‘Scissorhands’ Levy Is Best Chance to Avert Brazil DowngradeRaymond Colitt
Joaquim Levy helped pave the way for Brazil’s first investment-grade rating when he was treasurer a decade ago. President Dilma Rousseff now is calling on him to prevent a credit downgrade in her second term.
Rousseff is expected to appoint Levy, 53, to replace Finance Minister Guido Mantega as early as Nov. 27, according to a government official who was briefed on her plans and requested not to be named because the discussions were private. The move is part of a broader change in cabinet and policies the president pledged for her second term starting Jan. 1.
As treasurer for former President Luiz Inacio Lula da Silva, the University of Chicago-trained economist helped reduce Brazil’s public debt and pay back the International Monetary Fund. Levy’s propensity to cut spending earned him the nickname of Edward Scissorhands, a reference to the 1990 Tim Burton movie of the same name, when he was Rio de Janeiro state finance secretary, said a former colleague, Julio Bueno.
As finance minister now, he will need to jump start economic growth, tame above-target inflation, and narrow the widest budget deficit in a decade that threatens the country’s investment-grade status. Levy, head of asset management at Banco Bradesco SA, Latin America’s second-largest bank, is one of the best options in Brazil to tackle the task, said John Welch, macro strategist at Canadian Imperial Bank of Commerce.
“If you put Superman in that post, it’ll be difficult, and he’s pretty close to being Superman,” Welch said in a phone interview from Toronto. “If Dilma gives him full autonomy, he may be able to avert losing investment grade.”
The presidential press office declined to comment in an e-mail when asked to confirm the nomination and whether he could help Brazil avoid a downgrade.
The real led global currency gains today on speculation Rousseff will allow her new finance minister to unwind measures that stunted economic growth and fueled consumer prices. The real appreciated 0.6 percent to 2.5301 per U.S. dollar today, the biggest advance among 16 major currencies tracked by Bloomberg.
On Levy’s watch at the national Treasury from January 2003 to March 2006, Brazil reduced its public debt from 60 percent of gross domestic product to 48 percent. He issued Brazil’s first sovereign bond denominated in reais and improved the country’s debt profile by lengthening its maturity and reducing the share of foreign currency-linked bonds.
Standard and Poor’s awarded Brazil its first investment grade credit rating in April 2008. In March this year, it downgraded Brazil to BBB-, one level above junk, citing deteriorating fiscal accounts. Moody’s Investors Service followed in September by lowering its outlook on the Baa2 rating to negative. That is the second-lowest investment grade.
The real has depreciated 8.2 percent since the downgrade, the most among major Latin American currencies tracked by Bloomberg.
Investors routinely ignore ratings companies’ decisions.

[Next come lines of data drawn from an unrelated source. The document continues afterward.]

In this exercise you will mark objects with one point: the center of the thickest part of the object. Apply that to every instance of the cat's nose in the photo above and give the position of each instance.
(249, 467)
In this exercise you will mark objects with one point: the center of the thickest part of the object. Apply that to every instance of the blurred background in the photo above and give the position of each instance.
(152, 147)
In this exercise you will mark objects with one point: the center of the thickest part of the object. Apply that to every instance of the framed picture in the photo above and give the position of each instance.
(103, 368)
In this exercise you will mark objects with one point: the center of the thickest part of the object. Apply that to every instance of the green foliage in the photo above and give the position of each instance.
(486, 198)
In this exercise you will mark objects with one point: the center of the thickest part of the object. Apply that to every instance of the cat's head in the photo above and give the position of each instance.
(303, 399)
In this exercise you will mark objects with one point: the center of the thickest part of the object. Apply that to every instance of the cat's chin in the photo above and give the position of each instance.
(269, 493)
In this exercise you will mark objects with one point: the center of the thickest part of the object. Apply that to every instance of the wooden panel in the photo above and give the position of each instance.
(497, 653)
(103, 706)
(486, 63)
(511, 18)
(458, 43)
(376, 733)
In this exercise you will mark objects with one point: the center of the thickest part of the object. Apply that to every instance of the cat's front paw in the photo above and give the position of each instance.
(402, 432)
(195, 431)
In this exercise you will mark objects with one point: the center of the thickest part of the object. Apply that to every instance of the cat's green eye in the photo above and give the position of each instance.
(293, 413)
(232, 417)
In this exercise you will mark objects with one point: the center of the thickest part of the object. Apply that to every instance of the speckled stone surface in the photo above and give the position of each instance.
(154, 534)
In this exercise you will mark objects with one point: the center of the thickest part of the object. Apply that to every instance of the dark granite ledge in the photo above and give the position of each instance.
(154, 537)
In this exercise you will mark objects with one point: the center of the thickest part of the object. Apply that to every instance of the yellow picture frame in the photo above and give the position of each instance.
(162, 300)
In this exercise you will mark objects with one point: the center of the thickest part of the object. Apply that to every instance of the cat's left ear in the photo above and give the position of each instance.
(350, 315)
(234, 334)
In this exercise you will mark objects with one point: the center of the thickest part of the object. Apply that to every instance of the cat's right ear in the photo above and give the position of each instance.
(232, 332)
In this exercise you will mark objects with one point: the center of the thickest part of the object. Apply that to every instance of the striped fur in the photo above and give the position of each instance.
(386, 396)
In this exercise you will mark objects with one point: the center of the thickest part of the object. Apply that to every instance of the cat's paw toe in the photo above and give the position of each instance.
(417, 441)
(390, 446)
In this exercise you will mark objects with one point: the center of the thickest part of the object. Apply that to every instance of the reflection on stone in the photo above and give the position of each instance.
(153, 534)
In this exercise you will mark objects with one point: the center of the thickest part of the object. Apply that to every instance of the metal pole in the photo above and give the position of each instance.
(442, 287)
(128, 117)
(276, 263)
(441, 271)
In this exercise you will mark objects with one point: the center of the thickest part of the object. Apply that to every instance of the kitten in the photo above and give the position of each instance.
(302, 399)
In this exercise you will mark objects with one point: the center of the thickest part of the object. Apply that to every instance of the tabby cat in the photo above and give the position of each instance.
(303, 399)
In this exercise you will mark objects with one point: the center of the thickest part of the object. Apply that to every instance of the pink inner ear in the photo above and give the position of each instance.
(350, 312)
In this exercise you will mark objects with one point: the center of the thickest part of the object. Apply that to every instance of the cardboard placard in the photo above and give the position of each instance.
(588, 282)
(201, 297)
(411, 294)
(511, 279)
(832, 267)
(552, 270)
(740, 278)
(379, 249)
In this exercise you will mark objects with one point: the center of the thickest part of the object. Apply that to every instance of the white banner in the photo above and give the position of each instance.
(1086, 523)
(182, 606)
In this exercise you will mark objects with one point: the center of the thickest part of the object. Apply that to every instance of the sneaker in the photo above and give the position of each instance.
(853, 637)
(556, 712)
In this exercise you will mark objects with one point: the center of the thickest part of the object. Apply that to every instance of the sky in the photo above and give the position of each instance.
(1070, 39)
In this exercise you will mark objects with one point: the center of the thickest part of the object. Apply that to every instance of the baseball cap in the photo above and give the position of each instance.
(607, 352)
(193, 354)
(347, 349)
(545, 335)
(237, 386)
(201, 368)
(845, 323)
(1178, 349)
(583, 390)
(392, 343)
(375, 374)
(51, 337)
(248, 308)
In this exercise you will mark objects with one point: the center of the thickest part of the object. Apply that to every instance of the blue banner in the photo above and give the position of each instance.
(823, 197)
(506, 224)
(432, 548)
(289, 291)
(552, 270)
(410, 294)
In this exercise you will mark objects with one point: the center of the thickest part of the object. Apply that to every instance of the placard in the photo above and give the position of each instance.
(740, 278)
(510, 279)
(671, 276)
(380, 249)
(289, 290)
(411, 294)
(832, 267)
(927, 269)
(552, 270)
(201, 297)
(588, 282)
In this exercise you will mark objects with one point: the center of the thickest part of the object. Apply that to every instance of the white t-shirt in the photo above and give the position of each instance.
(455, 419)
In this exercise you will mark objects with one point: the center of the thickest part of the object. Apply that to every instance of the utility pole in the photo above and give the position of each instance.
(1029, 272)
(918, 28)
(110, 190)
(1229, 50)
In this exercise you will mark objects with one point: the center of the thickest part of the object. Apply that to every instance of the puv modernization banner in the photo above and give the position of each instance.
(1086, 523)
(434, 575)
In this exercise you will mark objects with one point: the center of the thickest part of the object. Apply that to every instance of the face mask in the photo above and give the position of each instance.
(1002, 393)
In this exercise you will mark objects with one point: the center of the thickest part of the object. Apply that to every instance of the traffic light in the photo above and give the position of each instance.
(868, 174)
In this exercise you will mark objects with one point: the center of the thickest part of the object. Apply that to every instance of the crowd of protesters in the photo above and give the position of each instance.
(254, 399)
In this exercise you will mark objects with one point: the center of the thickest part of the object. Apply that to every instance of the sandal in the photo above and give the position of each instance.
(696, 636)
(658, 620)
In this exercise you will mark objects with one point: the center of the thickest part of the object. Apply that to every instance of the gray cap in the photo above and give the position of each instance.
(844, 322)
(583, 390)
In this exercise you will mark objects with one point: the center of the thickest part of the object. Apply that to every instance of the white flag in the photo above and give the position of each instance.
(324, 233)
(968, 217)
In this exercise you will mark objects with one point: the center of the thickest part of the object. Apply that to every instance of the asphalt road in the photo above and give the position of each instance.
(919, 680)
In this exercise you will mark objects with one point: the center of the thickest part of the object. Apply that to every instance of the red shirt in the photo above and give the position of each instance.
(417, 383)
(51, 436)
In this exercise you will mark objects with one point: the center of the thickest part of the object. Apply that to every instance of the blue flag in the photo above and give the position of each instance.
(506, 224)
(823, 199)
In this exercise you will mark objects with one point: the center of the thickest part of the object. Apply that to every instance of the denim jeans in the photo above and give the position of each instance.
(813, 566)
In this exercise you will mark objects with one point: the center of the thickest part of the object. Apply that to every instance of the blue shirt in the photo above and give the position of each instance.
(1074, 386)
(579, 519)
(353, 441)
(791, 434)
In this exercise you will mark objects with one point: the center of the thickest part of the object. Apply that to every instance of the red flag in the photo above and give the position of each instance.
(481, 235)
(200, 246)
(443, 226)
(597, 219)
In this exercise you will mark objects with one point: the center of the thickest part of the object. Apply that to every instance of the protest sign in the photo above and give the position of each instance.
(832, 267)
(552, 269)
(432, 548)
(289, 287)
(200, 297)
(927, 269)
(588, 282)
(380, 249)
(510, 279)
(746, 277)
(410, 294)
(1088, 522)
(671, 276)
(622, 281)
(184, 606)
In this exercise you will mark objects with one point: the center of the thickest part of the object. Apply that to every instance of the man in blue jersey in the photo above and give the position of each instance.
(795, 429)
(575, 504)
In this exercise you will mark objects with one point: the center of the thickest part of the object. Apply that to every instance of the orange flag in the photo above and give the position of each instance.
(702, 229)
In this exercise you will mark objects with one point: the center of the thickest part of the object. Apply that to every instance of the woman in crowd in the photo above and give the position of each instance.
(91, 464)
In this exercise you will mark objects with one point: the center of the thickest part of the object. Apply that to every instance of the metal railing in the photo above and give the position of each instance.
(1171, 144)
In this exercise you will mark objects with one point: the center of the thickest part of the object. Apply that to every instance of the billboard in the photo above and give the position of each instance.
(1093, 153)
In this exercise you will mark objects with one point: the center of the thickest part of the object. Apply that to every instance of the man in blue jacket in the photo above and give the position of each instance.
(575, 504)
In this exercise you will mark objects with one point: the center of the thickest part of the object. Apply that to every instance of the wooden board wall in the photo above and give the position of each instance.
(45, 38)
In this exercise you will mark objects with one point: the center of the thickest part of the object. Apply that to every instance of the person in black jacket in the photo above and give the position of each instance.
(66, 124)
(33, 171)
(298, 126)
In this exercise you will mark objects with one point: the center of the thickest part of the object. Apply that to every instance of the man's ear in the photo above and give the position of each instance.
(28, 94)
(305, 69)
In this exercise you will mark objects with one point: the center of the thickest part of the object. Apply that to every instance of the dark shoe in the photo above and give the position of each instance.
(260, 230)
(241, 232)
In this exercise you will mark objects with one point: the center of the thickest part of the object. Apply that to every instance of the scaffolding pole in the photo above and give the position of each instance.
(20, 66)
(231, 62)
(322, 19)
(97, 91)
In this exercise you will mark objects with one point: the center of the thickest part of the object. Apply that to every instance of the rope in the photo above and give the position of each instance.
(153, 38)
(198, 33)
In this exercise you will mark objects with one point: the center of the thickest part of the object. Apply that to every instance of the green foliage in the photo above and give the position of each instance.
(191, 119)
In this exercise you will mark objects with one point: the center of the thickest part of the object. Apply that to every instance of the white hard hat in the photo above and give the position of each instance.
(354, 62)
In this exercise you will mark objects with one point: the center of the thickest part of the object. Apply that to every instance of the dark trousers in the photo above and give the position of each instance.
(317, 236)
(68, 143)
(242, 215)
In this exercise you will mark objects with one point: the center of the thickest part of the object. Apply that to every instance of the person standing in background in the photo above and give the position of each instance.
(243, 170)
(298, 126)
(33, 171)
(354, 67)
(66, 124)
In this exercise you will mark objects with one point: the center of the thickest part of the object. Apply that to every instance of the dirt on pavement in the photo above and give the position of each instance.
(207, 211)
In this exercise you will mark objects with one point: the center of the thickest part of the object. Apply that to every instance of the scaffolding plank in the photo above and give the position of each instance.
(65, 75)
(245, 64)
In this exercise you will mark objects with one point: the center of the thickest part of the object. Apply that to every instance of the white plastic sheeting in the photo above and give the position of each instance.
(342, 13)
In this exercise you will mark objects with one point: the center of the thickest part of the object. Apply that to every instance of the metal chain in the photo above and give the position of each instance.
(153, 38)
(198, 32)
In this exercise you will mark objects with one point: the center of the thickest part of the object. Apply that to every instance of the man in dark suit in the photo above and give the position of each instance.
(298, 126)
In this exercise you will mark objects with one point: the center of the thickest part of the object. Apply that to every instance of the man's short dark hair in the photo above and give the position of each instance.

In almost half the instances, yields on government bonds fall when a rating action by Moody’s and S&P suggests they should climb, or they increase even as a change signals a decline, according to data compiled by Bloomberg on 314 upgrades, downgrades and outlook changes going back as far as the 1970s.
On Levy’s watch, Rio de Janeiro state was bumped up to investment grade by S&P. “An experienced and sophisticated management team” strengthened financial performance and enhanced transparency, the ratings company said in March 2010, when it announced the upgrade.
That experience will come in handy at a time when Brazil’s public coffers are strained, said Carlos Kawall, chief economist at Banco J. Safra SA.
Brazil’s budget deficit nearly doubled to 4.92 percent of GDP since Rousseff took office in 2011, while growth will slow to a projected 0.3 percent this year from 7.5 percent in 2010, according to analysts surveyed by Bloomberg.
Slower growth hasn’t helped rein in consumer price increases. Annual inflation has breached the 6.5 percent ceiling of the target range four times this year as increased government spending and subsidized credit offset the highest benchmark interest rate in three years.
“He managed to carry out adjustments in more difficult situations than the current one,” said Kawall, who succeeded Levy at the Treasury. “His choice alone is a sign to the market that the government wants to change strategy and tighten the budget.”
Born in Rio, Levy studied naval engineering before receiving advanced degrees in economics.
Some members of Rousseff’s Workers’ Party criticized Levy for his austere policies as treasurer and a study that showed how minimum wage increases weighed on the budget. Mantega, who replaced Levy and other finance officials when he took office, said in 2006 that Levy had a “conservative” view that was out of touch with the government’s philosophy, Estado de Sao Paulo newspaper reported.
The Finance Ministry’s press office didn’t respond to an e-mailed request for comment on Mantega’s view of Levy.
While Levy has the know-how, he will also require the backing of Rousseff to carry out the spending cuts needed to put Brazil’s economy back on track, Bueno, the former colleague who is now Rio de Janeiro state economic development secretary, said in an interview.
“In three or four months we will know if he has the support or not,” said Bueno. “If Dilma doesn’t want to support him, he will leave.”